# Differential Equations

## First Order Equations # Linear Differential Equations of First Order

### Definition of Linear Equation of First Order

A differential equation of type

$y’ + a\left( x \right)y = f\left( x \right),$

where $$a\left( x \right)$$ and $$f\left( x \right)$$ are continuous functions of $$x,$$ is called a linear nonhomogeneous differential equation of first order. We consider two methods of solving linear differential equations of first order:

• Using an integrating factor;
• Method of variation of a constant.

### Using an Integrating Factor

If a linear differential equation is written in the standard form:

$y’ + a\left( x \right)y = f\left( x \right),$

the integrating factor is defined by the formula

${u\left( x \right) }={ \exp \left( {\int {a\left( x \right)dx} } \right).}$

Multiplying the left side of the equation by the integrating factor $$u\left( x \right)$$ converts the left side into the derivative of the product $$y\left( x \right) u\left( x \right).$$

The general solution of the differential equation is expressed as follows:

$y = \frac{{\int {u\left( x \right)f\left( x \right)dx} + C}}{{u\left( x \right)}},$

where $$C$$ is an arbitrary constant.

### Method of Variation of a Constant

This method is similar to the previous approach. First it’s necessary to find the general solution of the homogeneous equation:

$y’ + a\left( x \right)y = 0.$

The general solution of the homogeneous equation contains a constant of integration $$C.$$ We replace the constant $$C$$ with a certain (still unknown) function $$C\left( x \right).$$ By substituting this solution into the nonhomogeneous differential equation, we can determine the function $$C\left( x \right).$$

The described algorithm is called the method of variation of a constant. Of course, both methods lead to the same solution.

### Initial Value Problem

If besides the differential equation, there is also an initial condition in the form of $$y\left( {{x_0}} \right) = {y_0},$$ such a problem is called the initial value problem (IVP) or Cauchy problem.

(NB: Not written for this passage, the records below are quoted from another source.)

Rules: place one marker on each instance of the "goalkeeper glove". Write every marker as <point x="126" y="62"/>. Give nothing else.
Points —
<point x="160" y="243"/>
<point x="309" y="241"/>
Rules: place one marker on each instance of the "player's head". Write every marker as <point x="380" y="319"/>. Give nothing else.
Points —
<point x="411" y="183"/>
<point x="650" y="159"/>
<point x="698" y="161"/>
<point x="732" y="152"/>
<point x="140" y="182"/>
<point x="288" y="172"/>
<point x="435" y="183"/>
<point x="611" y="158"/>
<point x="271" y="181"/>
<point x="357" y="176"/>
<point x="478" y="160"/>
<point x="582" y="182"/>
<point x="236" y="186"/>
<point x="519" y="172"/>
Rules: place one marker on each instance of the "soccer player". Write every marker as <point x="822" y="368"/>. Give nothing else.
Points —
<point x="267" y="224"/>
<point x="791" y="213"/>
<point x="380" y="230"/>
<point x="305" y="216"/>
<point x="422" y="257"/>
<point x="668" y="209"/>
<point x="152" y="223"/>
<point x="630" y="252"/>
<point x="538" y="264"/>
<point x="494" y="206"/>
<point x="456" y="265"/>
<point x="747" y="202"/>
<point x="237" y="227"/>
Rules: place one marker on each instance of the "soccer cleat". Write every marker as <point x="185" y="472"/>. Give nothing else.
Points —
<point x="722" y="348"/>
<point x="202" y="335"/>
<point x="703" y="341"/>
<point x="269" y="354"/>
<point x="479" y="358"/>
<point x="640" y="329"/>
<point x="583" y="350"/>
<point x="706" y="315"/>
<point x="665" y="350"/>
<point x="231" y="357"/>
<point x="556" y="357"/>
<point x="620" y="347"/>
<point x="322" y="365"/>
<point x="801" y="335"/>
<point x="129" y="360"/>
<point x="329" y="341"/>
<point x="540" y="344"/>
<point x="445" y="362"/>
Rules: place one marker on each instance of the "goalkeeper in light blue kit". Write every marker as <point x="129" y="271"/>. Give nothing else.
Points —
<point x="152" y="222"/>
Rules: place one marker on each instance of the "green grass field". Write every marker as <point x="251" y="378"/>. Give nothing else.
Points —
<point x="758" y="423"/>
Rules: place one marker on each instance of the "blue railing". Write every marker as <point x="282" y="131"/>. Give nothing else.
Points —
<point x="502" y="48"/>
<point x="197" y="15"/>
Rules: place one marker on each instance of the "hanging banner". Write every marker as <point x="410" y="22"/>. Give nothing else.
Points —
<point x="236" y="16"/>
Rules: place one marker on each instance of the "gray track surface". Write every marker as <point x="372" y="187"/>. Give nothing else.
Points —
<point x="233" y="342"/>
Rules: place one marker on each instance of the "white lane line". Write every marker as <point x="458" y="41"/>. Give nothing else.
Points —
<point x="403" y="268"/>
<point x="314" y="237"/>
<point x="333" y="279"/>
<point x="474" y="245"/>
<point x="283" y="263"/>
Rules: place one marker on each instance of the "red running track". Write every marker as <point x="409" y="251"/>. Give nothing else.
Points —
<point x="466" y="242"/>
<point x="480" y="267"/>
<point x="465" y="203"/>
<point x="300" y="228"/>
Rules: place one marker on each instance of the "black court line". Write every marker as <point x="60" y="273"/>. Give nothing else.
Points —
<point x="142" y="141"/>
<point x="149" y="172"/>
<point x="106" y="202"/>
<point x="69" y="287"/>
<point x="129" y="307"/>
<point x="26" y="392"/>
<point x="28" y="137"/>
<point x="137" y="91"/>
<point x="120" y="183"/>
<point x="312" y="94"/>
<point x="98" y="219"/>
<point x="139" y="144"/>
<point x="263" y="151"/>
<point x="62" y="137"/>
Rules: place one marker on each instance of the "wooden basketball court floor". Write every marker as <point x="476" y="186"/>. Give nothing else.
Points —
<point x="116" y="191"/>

A particular solution for an IVP does not contain the constant $$C,$$ which is defined by substitution of the general solution into the initial condition $$y\left( {{x_0}} \right) = {y_0}.$$

## Solved Problems

Click or tap a problem to see the solution.

### Example 1

Solve the equation $$y’ – y – x{e^x}$$ $$= 0.$$

### Example 2

Solve the differential equation $$xy’ = y + 2{x^3}.$$

### Example 3

Solve the equation $$y’ – 2y = x.$$

### Example 4

Solve the differential equation $${x^2}y’ + xy + 2$$ $$= 0.$$

### Example 5

Solve the initial value problem: $$y’ – y\tan x$$ $$= \sin x,$$ $$y\left( 0 \right) = 1.$$

### Example 6

Solve the differential equation (IVP) $$y’ + {\large\frac{3}{x}\normalsize}y$$ $$= {\large\frac{2}{{{x^2}}}\normalsize}$$ with the initial condition $$y\left( 1 \right) = 2.$$

### Example 7

Find the general solution of the differential equation $$y = \left( {2{y^4} + 2x} \right)y’.$$

### Example 1.

Solve the equation $$y’ – y – x{e^x}$$ $$= 0.$$

Solution.

We rewrite this equation in standard form:

$y’ – y = x{e^x}.$

We will solve this equation using the integrating factor

${u\left( x \right) = {e^{\int {\left( { – 1} \right)dx} }} }={ {e^{ – \int {dx} }} }={ {e^{ – x}}.}$

Then the general solution of the linear equation is given by

$\require{cancel} {y\left( x \right) }={ \frac{{\int {u\left( x \right)f\left( x \right)dx} + C}}{{u\left( x \right)}} } = {\frac{{\int {\cancel{e^{ – x}}x\cancel{e^x}dx} + C}}{{{e^{ – x}}}} } = {\frac{{\int {xdx} + C}}{{{e^{ – x}}}} } = {{e^x}\left( {\frac{{{x^2}}}{2} + C} \right).}$

### Example 2.

Solve the differential equation $$xy’ = y + 2{x^3}.$$

Solution.

We will solve this problem by using the method of variation of a constant. First we find the general solution of the homogeneous equation:

$xy’ = y,$

which can be solved by separating the variables:

${x\frac{{dy}}{{dx}} = y,\;\;}\Rightarrow {\frac{{dy}}{y} = \frac{{dx}}{x},\;\;}\Rightarrow {\int {\frac{{dy}}{y}} = \int {\frac{{dx}}{x}} ,\;\;}\Rightarrow {\ln \left| y \right| = \ln \left| x \right| + \ln C,\;\;}\Rightarrow {y = Cx.}$

where $$C$$ is a positive real number.

Now we replace $$C$$ with a certain (still unknown) function $$C\left( x \right)$$ and will find a solution of the original nonhomogeneous equation in the form:

$y = C\left( x \right)x.$

Then the derivative is given by

${y’ = {\left[ {C\left( x \right)x} \right]^\prime } }={ C’\left( x \right)x + C\left( x \right).}$

Substituting this into the equation gives:

${{x\left[ {C’\left( x \right)x + C\left( x \right)} \right] }={ C\left( x \right)x + 2{x^3},\;\;}}\Rightarrow {{C’\left( x \right){x^2} + \cancel{C\left( x \right)x} }={ \cancel{C\left( x \right)x} + 2{x^3},\;\;}}\Rightarrow {C’\left( x \right) = 2x.}$

Upon integration, we find the function $${C\left( x \right)}:$$

${C\left( x \right) = \int {2xdx} }={ {x^2} + {C_1},}$

where $${C_1}$$ is an arbitrary real number.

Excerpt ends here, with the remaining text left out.